Even if Crystal Dynamics and Square Enix and Microsoft perfectly understand the cultural relevance of Lara Croft and Tomb Raider, companies tend not to operate on cultural considerations. Square Enix and Microsoft would never have struck this deal were it not in their economic best interests, which trumps the other angles. To be fair, Microsoft spending its own money to market Rise of the Tomb Raider could help with the final sales numbers.

That, in essence, is the bet, because sales of an video game usually plateau very quickly after the game’s launch, usually measured in a time scale of weeks. New games build up to a marketing crescendo just before release and then can vanish from conversation with shocking speed, because another upcoming game has begun to dominate Web pages with its marketing campaign.

Not only do gamers tend to eschew games on old consoles the further we get into the life cycle of a new console, we also know that gamers have short attention spans. Release day hype drives sales, and the further away gamers get from that hype circus, the less likely they are to pay a premium for a game.

Gamers are more likely to wait until they’ve run out of anything else to play, and/or when the price for a game has dropped, like Steam sales on PC when games are offered practically for pennies.

By the time Rise of the Tomb Raider is finally available on other consoles besides the Xbox brand, Square Enix may already have adjudicated on the sales numbers.
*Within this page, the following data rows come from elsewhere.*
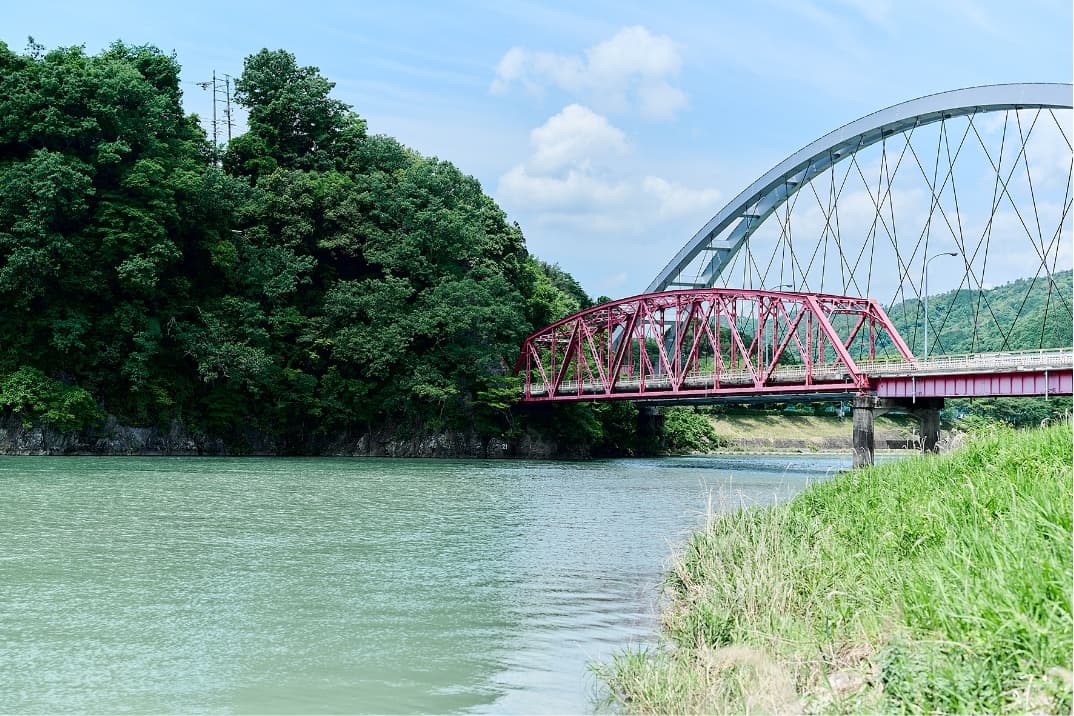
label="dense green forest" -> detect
[888,271,1074,355]
[0,40,1071,454]
[0,40,633,452]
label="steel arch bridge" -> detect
[516,84,1074,403]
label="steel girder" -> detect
[516,289,914,403]
[647,84,1074,293]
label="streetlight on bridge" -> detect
[923,251,958,361]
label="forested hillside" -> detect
[888,271,1074,355]
[0,41,627,452]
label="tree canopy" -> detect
[0,41,614,451]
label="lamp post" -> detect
[923,251,958,361]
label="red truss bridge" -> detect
[517,84,1074,414]
[516,289,1074,403]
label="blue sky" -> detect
[0,0,1074,296]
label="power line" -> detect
[194,70,235,158]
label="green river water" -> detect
[0,456,848,714]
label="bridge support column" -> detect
[852,395,876,467]
[638,406,664,455]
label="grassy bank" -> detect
[599,424,1074,713]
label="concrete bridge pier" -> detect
[853,395,943,467]
[638,405,664,455]
[852,395,876,467]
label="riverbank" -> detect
[600,424,1074,713]
[706,410,932,452]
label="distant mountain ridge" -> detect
[887,271,1074,355]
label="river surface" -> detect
[0,456,848,714]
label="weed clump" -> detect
[597,424,1074,713]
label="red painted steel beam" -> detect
[873,369,1074,399]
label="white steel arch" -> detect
[647,83,1074,293]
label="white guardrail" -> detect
[529,348,1074,396]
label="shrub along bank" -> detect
[598,423,1074,713]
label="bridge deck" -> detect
[526,348,1074,401]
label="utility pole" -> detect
[197,70,235,161]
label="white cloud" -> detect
[490,26,687,119]
[497,104,720,234]
[641,176,721,218]
[528,104,628,174]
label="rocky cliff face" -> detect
[0,418,587,458]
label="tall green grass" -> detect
[598,424,1074,713]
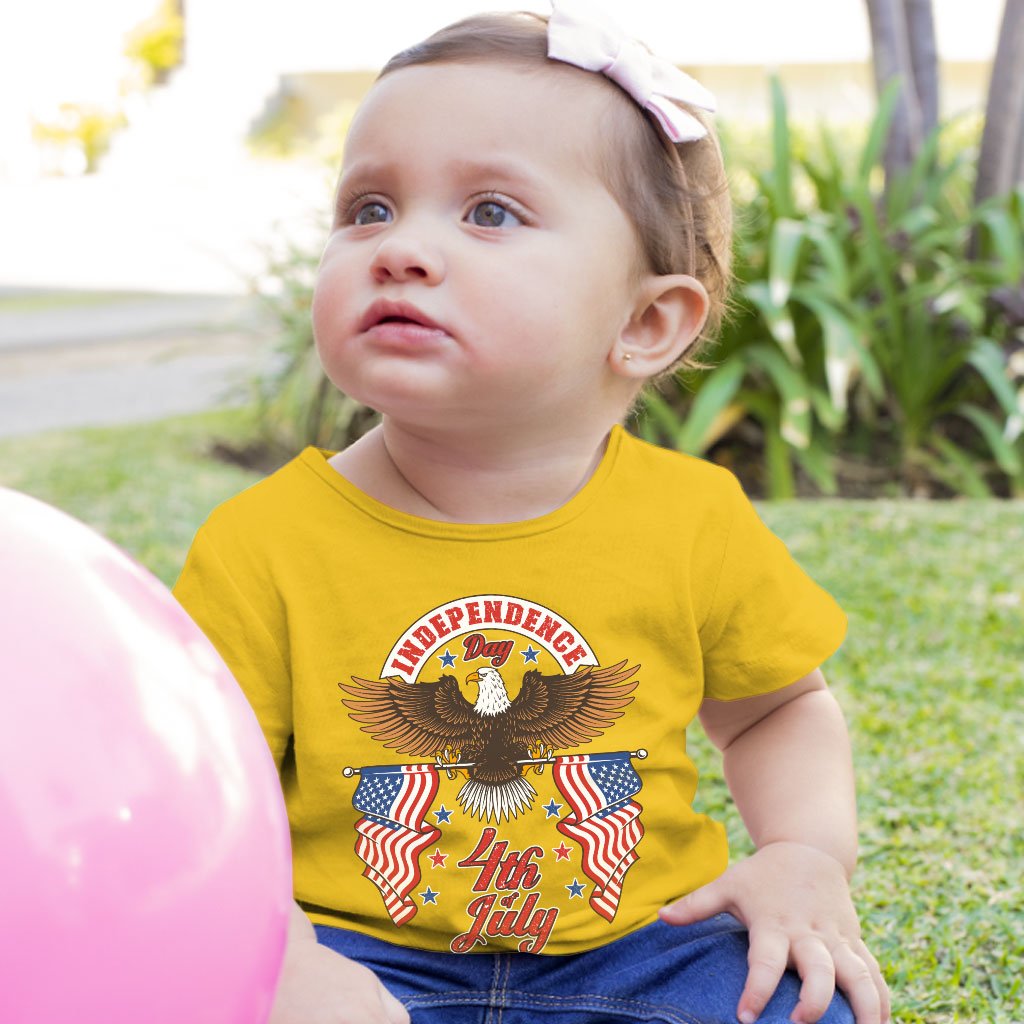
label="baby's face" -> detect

And that perception will guide their decision as to whether or not it’s worth bothering to develop another game in the more-serious tone of the rebooted franchise, versus the puzzle games like Lara Croft and the Temple of Light.

The fate of Lara Croft and Tomb Raider may already have been decided when Rise of the Tomb Raider hits PlayStation consoles and the PC. And Square Enix might have reached a different conclusion had Rise of the Tomb Raider never been an Xbox exclusive in the first place.